Eligibility Criteria
Planning Grants, Resilience Improvement Grants, and Community Resilience and Evacuation Route Grants have the same statutory rules for all applicants eligible to apply. At-Risk Coastal Grants have different statutory rules for applicant eligibility.
- Eligible Applicants Planning Grants, Resilience Improvement Grants, and Community Resilience and Evacuation Route Grants
- A State or political subdivision of a State. (State includes the District of Columbia and Puerto Rico)
- An MPO.
- A unit of local government.
- A special purpose district or public authority with a transportation function, including a port authority.

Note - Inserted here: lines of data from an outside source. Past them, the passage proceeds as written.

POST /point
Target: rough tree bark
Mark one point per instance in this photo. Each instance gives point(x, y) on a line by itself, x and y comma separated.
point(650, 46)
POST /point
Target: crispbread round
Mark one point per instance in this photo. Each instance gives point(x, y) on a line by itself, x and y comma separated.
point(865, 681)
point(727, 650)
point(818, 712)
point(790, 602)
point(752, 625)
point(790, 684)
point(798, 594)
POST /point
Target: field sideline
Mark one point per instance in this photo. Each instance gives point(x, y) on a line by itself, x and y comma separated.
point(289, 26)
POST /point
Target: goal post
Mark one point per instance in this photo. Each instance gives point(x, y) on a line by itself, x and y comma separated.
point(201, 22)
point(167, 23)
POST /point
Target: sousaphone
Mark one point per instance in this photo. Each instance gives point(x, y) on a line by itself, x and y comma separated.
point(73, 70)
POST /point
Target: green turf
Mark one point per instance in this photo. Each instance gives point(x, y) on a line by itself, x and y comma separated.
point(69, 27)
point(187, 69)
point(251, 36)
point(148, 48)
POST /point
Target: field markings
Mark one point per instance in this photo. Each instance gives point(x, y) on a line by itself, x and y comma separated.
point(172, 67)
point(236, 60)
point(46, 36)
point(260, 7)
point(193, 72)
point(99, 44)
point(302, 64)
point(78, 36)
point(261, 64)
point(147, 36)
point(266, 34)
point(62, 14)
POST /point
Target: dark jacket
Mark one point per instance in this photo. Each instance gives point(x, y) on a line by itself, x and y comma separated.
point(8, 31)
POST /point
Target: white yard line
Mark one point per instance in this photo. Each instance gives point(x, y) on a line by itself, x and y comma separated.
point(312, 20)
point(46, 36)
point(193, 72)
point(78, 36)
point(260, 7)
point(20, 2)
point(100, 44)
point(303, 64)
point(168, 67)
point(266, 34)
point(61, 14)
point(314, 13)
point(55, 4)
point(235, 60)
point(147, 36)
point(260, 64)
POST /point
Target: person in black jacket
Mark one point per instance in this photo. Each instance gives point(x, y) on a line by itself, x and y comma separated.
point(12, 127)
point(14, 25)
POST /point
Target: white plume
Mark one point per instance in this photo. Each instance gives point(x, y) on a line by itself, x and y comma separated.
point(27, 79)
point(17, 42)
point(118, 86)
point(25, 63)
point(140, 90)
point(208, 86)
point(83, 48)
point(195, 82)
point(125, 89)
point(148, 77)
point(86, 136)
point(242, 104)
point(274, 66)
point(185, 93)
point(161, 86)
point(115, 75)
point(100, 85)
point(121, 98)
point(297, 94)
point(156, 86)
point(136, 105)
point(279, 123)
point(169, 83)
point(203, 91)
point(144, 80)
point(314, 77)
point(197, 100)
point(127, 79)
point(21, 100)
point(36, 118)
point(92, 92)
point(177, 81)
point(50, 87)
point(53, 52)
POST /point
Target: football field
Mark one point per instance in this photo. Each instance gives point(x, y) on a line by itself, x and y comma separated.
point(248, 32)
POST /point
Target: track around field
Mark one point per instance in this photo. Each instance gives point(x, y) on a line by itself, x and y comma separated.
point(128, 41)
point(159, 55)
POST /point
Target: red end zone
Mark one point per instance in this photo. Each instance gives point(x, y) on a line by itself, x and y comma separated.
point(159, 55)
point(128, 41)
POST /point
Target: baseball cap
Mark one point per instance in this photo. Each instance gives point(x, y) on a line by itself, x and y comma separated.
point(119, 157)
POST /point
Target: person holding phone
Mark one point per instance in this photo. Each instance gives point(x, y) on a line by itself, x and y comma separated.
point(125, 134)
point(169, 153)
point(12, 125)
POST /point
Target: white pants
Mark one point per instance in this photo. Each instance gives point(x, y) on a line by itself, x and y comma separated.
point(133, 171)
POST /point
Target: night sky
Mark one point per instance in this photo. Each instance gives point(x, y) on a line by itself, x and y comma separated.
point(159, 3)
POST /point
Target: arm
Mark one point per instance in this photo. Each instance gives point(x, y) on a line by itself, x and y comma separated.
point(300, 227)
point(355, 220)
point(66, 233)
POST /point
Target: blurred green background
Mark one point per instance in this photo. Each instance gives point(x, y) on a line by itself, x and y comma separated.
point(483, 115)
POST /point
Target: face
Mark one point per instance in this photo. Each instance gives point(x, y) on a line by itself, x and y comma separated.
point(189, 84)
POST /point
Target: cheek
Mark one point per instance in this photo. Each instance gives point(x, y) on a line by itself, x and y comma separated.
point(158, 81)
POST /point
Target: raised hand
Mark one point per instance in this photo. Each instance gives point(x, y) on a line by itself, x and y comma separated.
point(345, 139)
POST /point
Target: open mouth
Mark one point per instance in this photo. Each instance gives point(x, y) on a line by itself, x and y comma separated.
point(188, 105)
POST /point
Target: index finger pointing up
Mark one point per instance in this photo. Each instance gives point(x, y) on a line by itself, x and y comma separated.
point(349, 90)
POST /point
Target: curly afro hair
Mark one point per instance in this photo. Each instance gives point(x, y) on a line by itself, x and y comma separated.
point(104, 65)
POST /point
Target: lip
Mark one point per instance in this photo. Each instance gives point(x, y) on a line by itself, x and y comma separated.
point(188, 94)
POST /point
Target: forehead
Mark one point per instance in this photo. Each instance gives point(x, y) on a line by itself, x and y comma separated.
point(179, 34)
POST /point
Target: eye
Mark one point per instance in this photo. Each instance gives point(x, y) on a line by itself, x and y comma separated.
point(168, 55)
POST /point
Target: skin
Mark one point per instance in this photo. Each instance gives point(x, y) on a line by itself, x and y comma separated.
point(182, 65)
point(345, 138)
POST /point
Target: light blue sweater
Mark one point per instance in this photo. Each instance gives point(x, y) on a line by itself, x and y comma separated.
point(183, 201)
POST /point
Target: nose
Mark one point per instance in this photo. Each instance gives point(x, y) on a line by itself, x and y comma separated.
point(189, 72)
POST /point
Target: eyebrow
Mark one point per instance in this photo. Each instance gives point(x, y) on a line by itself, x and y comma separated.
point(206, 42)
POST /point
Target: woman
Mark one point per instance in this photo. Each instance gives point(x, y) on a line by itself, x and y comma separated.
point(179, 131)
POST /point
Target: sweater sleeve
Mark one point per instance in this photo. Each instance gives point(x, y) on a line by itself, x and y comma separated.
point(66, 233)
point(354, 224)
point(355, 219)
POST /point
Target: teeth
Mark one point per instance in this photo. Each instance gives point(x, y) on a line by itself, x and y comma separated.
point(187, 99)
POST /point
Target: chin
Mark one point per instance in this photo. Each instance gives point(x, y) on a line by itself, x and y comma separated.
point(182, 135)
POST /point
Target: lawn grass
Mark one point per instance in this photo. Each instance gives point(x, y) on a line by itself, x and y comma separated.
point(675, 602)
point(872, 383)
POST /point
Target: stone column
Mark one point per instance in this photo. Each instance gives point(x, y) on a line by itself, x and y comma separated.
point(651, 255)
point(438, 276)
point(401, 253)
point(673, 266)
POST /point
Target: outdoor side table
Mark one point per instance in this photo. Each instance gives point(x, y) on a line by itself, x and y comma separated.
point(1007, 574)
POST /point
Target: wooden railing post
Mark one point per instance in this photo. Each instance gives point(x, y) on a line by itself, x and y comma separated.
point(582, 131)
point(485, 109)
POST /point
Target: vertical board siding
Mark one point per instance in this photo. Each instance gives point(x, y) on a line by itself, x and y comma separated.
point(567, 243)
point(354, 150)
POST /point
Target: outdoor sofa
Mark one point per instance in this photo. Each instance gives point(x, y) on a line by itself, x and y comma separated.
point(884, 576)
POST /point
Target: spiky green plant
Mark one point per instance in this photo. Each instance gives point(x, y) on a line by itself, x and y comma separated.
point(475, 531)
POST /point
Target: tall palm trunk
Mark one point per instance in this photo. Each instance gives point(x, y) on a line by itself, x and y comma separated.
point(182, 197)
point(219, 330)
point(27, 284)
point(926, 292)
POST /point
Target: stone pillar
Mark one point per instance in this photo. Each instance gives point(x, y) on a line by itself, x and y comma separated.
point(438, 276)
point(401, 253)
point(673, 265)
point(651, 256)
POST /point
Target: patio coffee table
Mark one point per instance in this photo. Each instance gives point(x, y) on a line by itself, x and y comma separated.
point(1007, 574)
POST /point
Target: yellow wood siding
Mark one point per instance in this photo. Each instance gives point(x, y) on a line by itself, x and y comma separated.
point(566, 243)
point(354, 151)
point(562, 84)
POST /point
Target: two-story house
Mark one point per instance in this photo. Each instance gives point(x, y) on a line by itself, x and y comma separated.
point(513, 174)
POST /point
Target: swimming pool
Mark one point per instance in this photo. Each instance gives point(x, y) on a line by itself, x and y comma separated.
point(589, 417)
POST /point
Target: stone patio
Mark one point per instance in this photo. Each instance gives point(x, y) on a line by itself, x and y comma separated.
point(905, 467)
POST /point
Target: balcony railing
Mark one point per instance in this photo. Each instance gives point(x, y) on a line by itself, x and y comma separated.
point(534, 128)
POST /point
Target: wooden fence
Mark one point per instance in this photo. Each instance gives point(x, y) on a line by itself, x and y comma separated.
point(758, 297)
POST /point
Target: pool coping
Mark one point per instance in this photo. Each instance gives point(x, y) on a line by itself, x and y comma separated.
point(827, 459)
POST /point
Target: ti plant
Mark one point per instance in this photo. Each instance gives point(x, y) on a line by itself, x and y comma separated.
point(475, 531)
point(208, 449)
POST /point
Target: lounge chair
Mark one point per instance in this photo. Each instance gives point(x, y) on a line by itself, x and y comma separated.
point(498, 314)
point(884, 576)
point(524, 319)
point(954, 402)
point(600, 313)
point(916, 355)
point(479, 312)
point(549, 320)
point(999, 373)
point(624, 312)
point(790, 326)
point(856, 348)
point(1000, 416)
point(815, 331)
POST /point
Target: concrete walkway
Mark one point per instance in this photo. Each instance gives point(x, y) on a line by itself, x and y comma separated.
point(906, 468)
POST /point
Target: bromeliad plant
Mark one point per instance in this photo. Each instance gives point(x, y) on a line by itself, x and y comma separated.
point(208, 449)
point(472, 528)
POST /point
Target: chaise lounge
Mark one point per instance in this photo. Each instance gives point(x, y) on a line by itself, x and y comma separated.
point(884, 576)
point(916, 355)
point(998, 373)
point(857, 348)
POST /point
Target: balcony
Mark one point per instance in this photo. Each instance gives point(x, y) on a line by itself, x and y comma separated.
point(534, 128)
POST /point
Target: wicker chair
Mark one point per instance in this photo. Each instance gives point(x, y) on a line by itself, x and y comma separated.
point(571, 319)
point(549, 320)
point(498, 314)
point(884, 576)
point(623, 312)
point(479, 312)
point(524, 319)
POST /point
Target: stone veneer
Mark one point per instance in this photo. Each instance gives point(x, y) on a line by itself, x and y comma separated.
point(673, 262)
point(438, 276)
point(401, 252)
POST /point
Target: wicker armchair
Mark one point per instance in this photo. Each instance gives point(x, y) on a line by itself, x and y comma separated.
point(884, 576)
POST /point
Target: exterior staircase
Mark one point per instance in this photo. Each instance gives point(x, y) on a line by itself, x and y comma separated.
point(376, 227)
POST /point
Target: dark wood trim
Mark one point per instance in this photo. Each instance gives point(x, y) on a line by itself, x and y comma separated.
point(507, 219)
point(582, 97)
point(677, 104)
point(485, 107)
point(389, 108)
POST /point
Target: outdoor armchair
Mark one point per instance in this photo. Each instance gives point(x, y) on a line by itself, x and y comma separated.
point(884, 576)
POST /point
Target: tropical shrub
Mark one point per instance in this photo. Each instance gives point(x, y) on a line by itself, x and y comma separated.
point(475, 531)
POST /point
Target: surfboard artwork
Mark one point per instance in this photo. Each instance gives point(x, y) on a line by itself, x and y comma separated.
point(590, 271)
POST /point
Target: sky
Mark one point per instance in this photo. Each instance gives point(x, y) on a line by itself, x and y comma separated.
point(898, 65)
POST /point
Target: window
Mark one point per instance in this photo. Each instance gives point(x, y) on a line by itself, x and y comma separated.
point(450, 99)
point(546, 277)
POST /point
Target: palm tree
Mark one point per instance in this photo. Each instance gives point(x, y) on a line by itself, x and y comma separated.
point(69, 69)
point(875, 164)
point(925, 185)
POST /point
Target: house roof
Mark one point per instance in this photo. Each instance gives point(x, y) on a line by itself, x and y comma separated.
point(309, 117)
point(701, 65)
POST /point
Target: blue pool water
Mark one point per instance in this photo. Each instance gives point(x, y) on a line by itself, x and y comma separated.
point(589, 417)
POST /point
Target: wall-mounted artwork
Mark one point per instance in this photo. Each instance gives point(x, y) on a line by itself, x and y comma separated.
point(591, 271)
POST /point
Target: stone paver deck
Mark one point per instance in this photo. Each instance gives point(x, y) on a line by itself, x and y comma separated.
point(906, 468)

- An Indian Tribe (as defined in 23 U.S.C. § 207(m)(1)).
- A Federal land management agency that applies jointly with a State or group of States.
- A multi-State or multijurisdictional group of entities described in (1) through (6).
- Eligible Applicants At-Risk Coastal Infrastructure Grants
- A State (including the U.S. Territories Virgin Islands, Guam, American Samoa, and the Commonwealth of the Northern Mariana Islands) in, or bordering on, the Atlantic, Pacific, or Arctic Ocean, the Gulf of Mexico, Long Island Sound, or one or more of the Great Lakes.
- A political subdivision of a State
- An MPO in a State
- A unit of local government
- A special purpose district or public authority with a transportation function, including a port authority.